Consider the following Python snippet:
af=open("a",'r')
bf=open("b", 'w')
for i, line in enumerate(af):
if i < K:
bf.write(line)
Now, suppose I want to handle the case where K
is None
,
so the writing continues to the end of the file.
I'm currently doing
if K is None:
for i, line in enumerate(af):
bf.write(line)
else:
for i, line in enumerate(af):
bf.write(line)
if i==K:
break
This clearly isn't the best way to handle this, as I'm duplicating the code.

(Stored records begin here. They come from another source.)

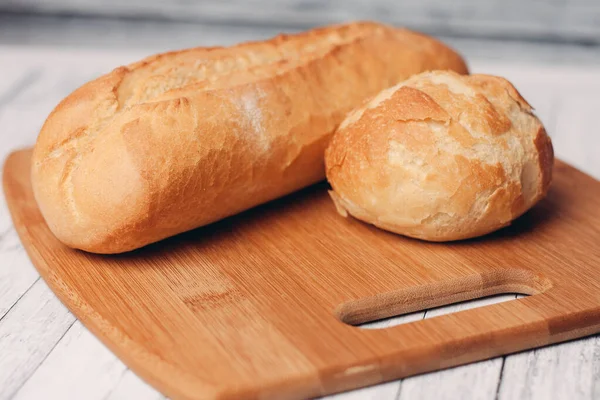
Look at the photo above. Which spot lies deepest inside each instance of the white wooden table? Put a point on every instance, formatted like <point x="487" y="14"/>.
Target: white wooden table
<point x="45" y="353"/>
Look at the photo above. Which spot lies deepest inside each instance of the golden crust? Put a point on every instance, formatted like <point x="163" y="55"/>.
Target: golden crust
<point x="182" y="139"/>
<point x="440" y="157"/>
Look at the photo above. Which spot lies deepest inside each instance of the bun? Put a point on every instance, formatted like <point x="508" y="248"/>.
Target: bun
<point x="440" y="157"/>
<point x="183" y="139"/>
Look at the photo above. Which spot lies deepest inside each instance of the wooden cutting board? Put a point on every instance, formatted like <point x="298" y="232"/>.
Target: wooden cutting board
<point x="260" y="305"/>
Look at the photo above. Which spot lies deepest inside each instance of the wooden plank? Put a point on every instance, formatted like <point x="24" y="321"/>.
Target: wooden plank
<point x="130" y="386"/>
<point x="575" y="20"/>
<point x="17" y="274"/>
<point x="565" y="371"/>
<point x="28" y="332"/>
<point x="78" y="367"/>
<point x="472" y="381"/>
<point x="569" y="370"/>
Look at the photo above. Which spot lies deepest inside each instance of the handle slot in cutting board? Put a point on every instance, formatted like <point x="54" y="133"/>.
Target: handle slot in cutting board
<point x="421" y="298"/>
<point x="252" y="306"/>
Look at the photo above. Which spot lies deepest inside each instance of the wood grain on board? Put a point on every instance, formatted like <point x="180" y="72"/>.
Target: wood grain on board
<point x="260" y="304"/>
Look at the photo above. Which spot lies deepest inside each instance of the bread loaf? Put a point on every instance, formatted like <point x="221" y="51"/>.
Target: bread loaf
<point x="440" y="157"/>
<point x="182" y="139"/>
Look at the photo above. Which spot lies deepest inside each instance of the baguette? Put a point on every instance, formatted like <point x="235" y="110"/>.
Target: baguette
<point x="182" y="139"/>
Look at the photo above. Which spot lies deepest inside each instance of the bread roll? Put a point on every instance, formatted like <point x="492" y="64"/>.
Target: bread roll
<point x="182" y="139"/>
<point x="440" y="157"/>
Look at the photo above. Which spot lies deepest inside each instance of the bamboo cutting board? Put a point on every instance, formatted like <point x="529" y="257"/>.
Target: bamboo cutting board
<point x="261" y="305"/>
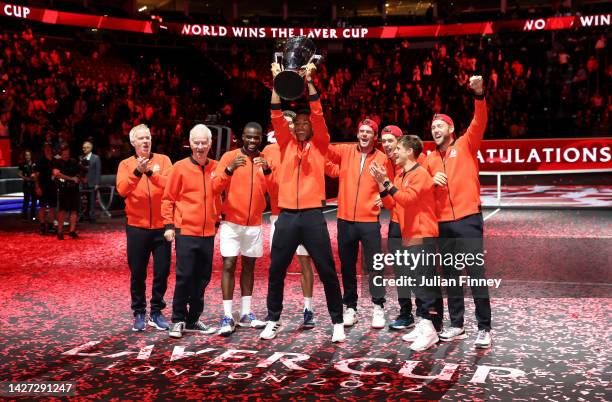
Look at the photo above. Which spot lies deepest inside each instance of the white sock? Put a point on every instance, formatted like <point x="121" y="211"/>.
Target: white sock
<point x="227" y="308"/>
<point x="308" y="303"/>
<point x="246" y="305"/>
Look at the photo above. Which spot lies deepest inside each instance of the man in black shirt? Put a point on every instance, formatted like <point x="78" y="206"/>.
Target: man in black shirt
<point x="27" y="173"/>
<point x="45" y="188"/>
<point x="66" y="172"/>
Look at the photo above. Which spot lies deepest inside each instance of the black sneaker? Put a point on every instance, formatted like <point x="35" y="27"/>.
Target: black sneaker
<point x="176" y="329"/>
<point x="309" y="321"/>
<point x="138" y="322"/>
<point x="402" y="323"/>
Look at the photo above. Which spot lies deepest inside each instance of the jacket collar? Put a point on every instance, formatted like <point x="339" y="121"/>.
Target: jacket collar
<point x="196" y="162"/>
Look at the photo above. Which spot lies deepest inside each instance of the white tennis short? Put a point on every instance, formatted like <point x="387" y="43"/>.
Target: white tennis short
<point x="240" y="240"/>
<point x="301" y="250"/>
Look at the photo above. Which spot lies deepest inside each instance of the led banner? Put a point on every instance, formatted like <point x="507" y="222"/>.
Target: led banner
<point x="543" y="154"/>
<point x="389" y="32"/>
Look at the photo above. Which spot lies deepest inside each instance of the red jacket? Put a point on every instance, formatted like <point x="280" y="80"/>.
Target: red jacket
<point x="245" y="190"/>
<point x="461" y="196"/>
<point x="413" y="192"/>
<point x="302" y="165"/>
<point x="358" y="190"/>
<point x="143" y="192"/>
<point x="190" y="198"/>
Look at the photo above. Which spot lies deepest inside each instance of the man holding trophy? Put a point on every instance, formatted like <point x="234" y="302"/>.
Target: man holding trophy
<point x="302" y="195"/>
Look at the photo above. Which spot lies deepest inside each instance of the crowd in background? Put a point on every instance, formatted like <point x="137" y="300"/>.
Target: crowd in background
<point x="538" y="85"/>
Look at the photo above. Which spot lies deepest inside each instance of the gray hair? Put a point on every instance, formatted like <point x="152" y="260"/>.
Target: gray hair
<point x="200" y="128"/>
<point x="136" y="129"/>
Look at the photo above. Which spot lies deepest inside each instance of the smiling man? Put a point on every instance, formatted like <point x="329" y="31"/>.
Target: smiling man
<point x="141" y="180"/>
<point x="241" y="230"/>
<point x="301" y="198"/>
<point x="454" y="168"/>
<point x="358" y="218"/>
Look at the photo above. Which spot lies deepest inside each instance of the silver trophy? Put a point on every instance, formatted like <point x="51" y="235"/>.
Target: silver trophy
<point x="298" y="52"/>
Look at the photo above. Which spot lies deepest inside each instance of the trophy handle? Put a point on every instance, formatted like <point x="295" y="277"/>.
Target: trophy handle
<point x="315" y="58"/>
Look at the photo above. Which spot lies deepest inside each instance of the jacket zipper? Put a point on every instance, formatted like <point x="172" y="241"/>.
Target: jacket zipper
<point x="357" y="192"/>
<point x="297" y="192"/>
<point x="251" y="198"/>
<point x="448" y="186"/>
<point x="150" y="205"/>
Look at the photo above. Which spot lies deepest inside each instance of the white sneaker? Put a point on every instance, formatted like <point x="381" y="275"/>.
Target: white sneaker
<point x="350" y="317"/>
<point x="414" y="334"/>
<point x="483" y="340"/>
<point x="271" y="330"/>
<point x="378" y="317"/>
<point x="339" y="335"/>
<point x="427" y="336"/>
<point x="227" y="327"/>
<point x="453" y="333"/>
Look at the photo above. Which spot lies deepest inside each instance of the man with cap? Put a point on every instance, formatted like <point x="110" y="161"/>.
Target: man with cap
<point x="240" y="232"/>
<point x="405" y="320"/>
<point x="358" y="218"/>
<point x="272" y="154"/>
<point x="454" y="168"/>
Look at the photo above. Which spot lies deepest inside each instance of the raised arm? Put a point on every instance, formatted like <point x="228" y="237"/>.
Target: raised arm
<point x="475" y="132"/>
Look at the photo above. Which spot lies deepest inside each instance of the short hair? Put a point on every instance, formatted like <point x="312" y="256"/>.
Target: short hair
<point x="254" y="125"/>
<point x="135" y="130"/>
<point x="200" y="128"/>
<point x="412" y="142"/>
<point x="289" y="113"/>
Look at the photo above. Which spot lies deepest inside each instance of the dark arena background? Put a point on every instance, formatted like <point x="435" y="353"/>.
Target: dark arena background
<point x="76" y="71"/>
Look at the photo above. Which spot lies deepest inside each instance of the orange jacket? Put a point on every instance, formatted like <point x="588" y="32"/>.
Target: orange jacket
<point x="272" y="155"/>
<point x="302" y="163"/>
<point x="143" y="193"/>
<point x="413" y="192"/>
<point x="190" y="198"/>
<point x="461" y="195"/>
<point x="358" y="190"/>
<point x="245" y="190"/>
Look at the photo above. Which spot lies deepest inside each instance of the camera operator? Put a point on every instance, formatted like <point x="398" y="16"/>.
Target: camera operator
<point x="92" y="169"/>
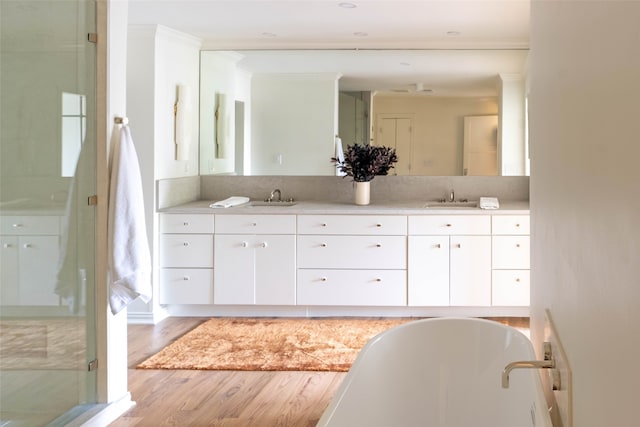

Is there some more integrated way I can handle this? The natural thing would be
to have the if/break
code only be present if K
is not None
,
but this involves writing syntax on the fly a la Lisp macros,
which Python can't really do. Just to be clear, I'm not concerned about the particular
case (which I choose partly for its simplicity), so much as learning about general
techniques I may not be familar with.
UPDATE: After reading answers people have posted, and doing more experimentation, here are some more comments.
As said above, I was looking for general techniques that would be generalizable, and I think @Paul's answer,namely using takewhile
from iterrools
, fits that best. As a bonus, it is also much faster than the naive method i listed above; I'm not sure why. I'm not really familar with itertools
, though I've looked at it a few times. From my perspective this is a case of functional programming For The Win! (Amusingly, the author of itertools
once asked for feedback about dropping takewhile
. See the thread beginning http://mail.python.org/pipermail/python-list/2007-December/522529.html.) I'd simplified my situation above, the actual situation is a bit more messy - I'm writing to two different files in the loop. So the code looks more like:
for i, line in enumerate(af):
if i < K:
bf.write(line)
cf.write(line.split(',')[0].strip('"')+'\n')
Given my posted example, @Jeff reasonably suggested that in the case when K
was None
, I just copy the file. Since in practice I am looping anyway, doing so is not such a clear choice. However, takewhile
generalizes painlessly to this case. I also had another use case I did not mention here, and was able to use takewhile
there too, which was nice. The second example looks like (verbatim)
i=0
for line in takewhile(illuminacond, af):
line_split=line.split(',')
pid=line_split[1][0:3]
out = line_split[1] + ',' + line_split[2] + ',' + line_split[3][1] + line_split[3][3] + ',' \
+ line_split[15] + ',' + line_split[9] + ',' + line_split[10]
if pid!='cnv' and pid!='hCV' and pid!='cnv':
i = i+1
of.write(out.strip('"')+'\n')
tf.write(line)
here I was able to use the condition
if K is None:
illuminacond = lambda x: x.split(',')[0] != '[Controls]'
else:
illuminacond = lambda x: x.split(',')[0] != '[Controls]' and i < K
per @Paul's original example. However, I'm not completely happy about the fact that I'm getting i
from the outer scope, though the code works. Is there a better way of doing this? Or maybe it should be a separate question. Anyway, thanks to everyone who answered my question. Honorable mention to @Jeff, who made some nice suggestions.
itertools.takewhile
will apply your condition, and then break out of the loop the first time the condition fails.
from itertools import takewhile
if K is None:
condition = lambda x: True
else:
condition = lambda x: x[0] < K
for i,line in takewhile(condition, enumerate(af)):
bf.write(line)
If K is None, then you don't want takewhile to ever stop, so the condition function should always return True. But if you are given a numeric value for K, then once the 0'th element of the tuple passed to the condition >= K, then takewhile will stop.